Most men experience a refractory period immediately following an orgasm, during which time they are unable to achieve another erection, and a longer period again before they are capable of achieving another ejaculation. During this time a male feels a deep and often pleasurable sense of relaxation, usually felt in the groin and thighs. The duration of the refractory period varies considerably, even for a given individual. Age affects the recovery time, with younger men typically recovering faster than older men, though not universally so. [10] Whereas some men may have refractory periods of 15 minutes or more, some men are able to experience sexual arousal immediately after ejaculation. A short recovery period may allow partners to continue sexual play relatively uninterrupted by ejaculation. Some men may experience their penis becoming hypersensitive to stimulation after ejaculation, which can make sexual stimulation unpleasant even while they may be sexually aroused. Some men are able to achieve multiple orgasms, with or without the typical sequence of ejaculation and refractory period. Some of those men report not noticing refractory periods, or are able to maintain erection by «sustaining sexual activity with a full erection until they passed their refractory time for orgasm when they proceeded to have a second or third orgasm». [11]
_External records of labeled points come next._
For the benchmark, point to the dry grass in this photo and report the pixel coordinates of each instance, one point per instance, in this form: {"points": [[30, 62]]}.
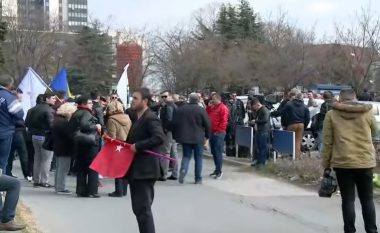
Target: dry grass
{"points": [[306, 171], [24, 216]]}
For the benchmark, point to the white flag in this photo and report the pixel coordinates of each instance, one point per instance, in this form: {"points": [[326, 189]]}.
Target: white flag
{"points": [[31, 85], [122, 87]]}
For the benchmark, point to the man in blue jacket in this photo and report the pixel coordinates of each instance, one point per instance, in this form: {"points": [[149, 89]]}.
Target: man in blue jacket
{"points": [[10, 112]]}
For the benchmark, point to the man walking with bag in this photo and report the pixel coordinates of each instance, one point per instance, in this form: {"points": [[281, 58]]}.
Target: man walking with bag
{"points": [[347, 148]]}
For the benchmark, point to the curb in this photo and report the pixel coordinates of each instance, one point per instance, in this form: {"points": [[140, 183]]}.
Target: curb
{"points": [[227, 160]]}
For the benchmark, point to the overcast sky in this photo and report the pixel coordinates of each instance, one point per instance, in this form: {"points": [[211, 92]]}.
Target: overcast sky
{"points": [[166, 13]]}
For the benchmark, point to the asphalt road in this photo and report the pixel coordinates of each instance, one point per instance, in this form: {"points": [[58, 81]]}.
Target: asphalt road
{"points": [[242, 202]]}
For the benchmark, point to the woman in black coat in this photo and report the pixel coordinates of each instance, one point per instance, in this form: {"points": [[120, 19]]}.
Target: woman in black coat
{"points": [[86, 131], [63, 145]]}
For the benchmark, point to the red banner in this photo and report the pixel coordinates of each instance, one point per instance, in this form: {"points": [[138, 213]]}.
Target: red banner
{"points": [[114, 160]]}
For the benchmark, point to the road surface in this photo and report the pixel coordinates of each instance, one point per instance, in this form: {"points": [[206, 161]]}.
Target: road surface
{"points": [[242, 202]]}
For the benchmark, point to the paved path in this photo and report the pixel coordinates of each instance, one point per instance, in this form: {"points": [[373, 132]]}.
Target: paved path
{"points": [[241, 202]]}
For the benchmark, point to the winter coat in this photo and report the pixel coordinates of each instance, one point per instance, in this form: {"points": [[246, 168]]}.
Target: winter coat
{"points": [[63, 141], [347, 136], [218, 116], [295, 112], [191, 125], [85, 122], [118, 126], [147, 134], [10, 112], [39, 119]]}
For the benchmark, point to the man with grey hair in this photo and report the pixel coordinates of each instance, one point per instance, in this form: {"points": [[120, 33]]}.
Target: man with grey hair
{"points": [[192, 118], [295, 117]]}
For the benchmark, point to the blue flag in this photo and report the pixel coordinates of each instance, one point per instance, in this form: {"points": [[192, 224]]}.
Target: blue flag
{"points": [[60, 83]]}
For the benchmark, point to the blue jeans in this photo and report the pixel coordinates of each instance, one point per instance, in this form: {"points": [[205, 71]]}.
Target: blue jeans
{"points": [[198, 157], [217, 145], [5, 149], [12, 187], [262, 140]]}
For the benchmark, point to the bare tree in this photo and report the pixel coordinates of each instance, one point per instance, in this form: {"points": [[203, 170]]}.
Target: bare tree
{"points": [[360, 44]]}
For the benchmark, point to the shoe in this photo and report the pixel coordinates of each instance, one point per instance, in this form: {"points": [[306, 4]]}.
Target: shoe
{"points": [[64, 192], [82, 195], [181, 179], [172, 178], [219, 176], [11, 226], [46, 185], [115, 194]]}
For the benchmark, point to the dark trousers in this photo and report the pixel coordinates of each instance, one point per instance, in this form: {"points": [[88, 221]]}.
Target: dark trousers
{"points": [[19, 146], [217, 146], [121, 186], [30, 149], [362, 179], [188, 150], [87, 179], [262, 140], [142, 195], [5, 149], [12, 187]]}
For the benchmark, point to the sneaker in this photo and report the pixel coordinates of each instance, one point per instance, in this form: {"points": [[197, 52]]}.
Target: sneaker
{"points": [[172, 178], [11, 226], [64, 192], [213, 174], [46, 185], [219, 176]]}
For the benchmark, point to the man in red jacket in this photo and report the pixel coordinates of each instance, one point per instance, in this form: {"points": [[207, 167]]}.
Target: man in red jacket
{"points": [[218, 114]]}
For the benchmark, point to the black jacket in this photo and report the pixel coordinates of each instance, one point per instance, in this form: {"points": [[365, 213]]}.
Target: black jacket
{"points": [[82, 120], [39, 119], [191, 125], [167, 113], [295, 112], [263, 120], [63, 141], [147, 134]]}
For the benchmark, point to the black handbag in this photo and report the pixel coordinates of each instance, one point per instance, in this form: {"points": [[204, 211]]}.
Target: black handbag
{"points": [[49, 142], [329, 184]]}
The force and amount of semen that will be ejected during an ejaculation will vary widely between men and may contain between 0.1 and 10 milliliters [12] (by way of comparison, note that a teaspoon is 5 ml and a tablespoon holds 15 ml). Adult semen volume is affected by the time that has passed since the previous ejaculation; larger semen volumes are seen with greater durations of abstinence. The duration of the stimulation leading up to the ejaculation can affect the volume. [13] Abnormally low semen volume is known as hypospermia and abnormally high semen volume is known as hyperspermia. One of the possible underlying causes of low volume or complete lack of semen is ejaculatory duct obstruction. It is normal for the amount of semen to diminish with age.
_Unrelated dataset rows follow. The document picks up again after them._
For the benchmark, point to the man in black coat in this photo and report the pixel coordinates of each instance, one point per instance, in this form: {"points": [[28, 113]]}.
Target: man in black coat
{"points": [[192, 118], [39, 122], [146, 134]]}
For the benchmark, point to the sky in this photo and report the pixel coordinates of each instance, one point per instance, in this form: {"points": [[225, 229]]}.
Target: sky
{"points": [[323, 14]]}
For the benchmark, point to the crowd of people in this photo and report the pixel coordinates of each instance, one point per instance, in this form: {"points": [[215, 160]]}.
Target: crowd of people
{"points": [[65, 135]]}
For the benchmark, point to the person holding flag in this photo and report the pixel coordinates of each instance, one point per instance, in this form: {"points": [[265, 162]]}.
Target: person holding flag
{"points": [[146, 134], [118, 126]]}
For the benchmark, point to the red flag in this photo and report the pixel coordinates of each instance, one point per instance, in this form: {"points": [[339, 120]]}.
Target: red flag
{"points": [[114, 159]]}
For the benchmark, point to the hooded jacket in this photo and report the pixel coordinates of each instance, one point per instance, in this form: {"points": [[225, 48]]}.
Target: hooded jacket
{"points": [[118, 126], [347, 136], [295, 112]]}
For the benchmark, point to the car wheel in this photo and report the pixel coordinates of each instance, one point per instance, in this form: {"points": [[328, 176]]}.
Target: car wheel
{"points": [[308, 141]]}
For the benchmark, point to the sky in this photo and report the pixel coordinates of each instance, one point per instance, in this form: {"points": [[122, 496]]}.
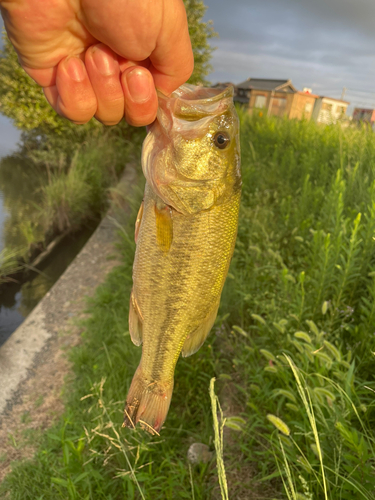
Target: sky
{"points": [[324, 45]]}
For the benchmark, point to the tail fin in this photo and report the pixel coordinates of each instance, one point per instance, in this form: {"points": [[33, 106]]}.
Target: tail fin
{"points": [[147, 403]]}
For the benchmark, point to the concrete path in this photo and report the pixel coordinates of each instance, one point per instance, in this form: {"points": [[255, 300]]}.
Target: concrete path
{"points": [[27, 347]]}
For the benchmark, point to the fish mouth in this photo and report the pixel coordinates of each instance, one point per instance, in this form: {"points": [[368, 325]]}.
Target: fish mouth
{"points": [[192, 103]]}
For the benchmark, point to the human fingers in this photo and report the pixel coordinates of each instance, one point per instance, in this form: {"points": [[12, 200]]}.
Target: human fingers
{"points": [[104, 73], [141, 101], [72, 96], [157, 30], [173, 59]]}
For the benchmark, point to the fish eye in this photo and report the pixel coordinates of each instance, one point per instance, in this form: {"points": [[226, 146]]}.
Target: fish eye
{"points": [[221, 140]]}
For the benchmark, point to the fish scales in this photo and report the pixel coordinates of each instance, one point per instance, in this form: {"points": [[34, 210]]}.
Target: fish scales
{"points": [[185, 240]]}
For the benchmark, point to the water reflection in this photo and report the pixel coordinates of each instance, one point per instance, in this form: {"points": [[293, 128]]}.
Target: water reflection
{"points": [[20, 195], [20, 188]]}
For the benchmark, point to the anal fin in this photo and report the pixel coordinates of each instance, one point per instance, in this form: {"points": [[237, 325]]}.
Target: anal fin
{"points": [[195, 340], [135, 321]]}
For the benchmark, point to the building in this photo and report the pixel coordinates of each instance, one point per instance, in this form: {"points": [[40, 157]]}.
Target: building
{"points": [[275, 97], [329, 110], [364, 115]]}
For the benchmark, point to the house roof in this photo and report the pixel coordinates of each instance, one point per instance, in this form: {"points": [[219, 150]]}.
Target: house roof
{"points": [[265, 84], [334, 99], [307, 94]]}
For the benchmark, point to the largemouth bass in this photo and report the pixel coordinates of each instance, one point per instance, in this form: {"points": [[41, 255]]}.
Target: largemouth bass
{"points": [[185, 235]]}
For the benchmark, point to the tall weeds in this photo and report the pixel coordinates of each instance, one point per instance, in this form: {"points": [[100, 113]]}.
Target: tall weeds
{"points": [[303, 287]]}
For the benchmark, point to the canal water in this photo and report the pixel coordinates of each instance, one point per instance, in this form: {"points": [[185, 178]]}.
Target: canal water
{"points": [[20, 195]]}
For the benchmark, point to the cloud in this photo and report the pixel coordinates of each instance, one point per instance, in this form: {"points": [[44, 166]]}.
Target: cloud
{"points": [[323, 44]]}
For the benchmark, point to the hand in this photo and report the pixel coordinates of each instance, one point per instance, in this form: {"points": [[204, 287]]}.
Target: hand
{"points": [[102, 58]]}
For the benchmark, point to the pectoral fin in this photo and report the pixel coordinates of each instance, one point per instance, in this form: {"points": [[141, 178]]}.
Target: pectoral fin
{"points": [[164, 226], [135, 321], [195, 340], [138, 221]]}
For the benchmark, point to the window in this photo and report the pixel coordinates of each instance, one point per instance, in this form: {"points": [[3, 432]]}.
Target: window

Main article: Semen quality

The number of sperm in an ejaculation also varies widely, depending on many factors, including the time since the last ejaculation, [14] age, stress levels, [15] and testosterone. Greater lengths of sexual stimulation immediately preceding ejaculation can result in higher concentrations of sperm. [13] An unusually low sperm count, not the same as low semen volume, is known as oligospermia, and the absence of any sperm from the semen is termed azoospermia.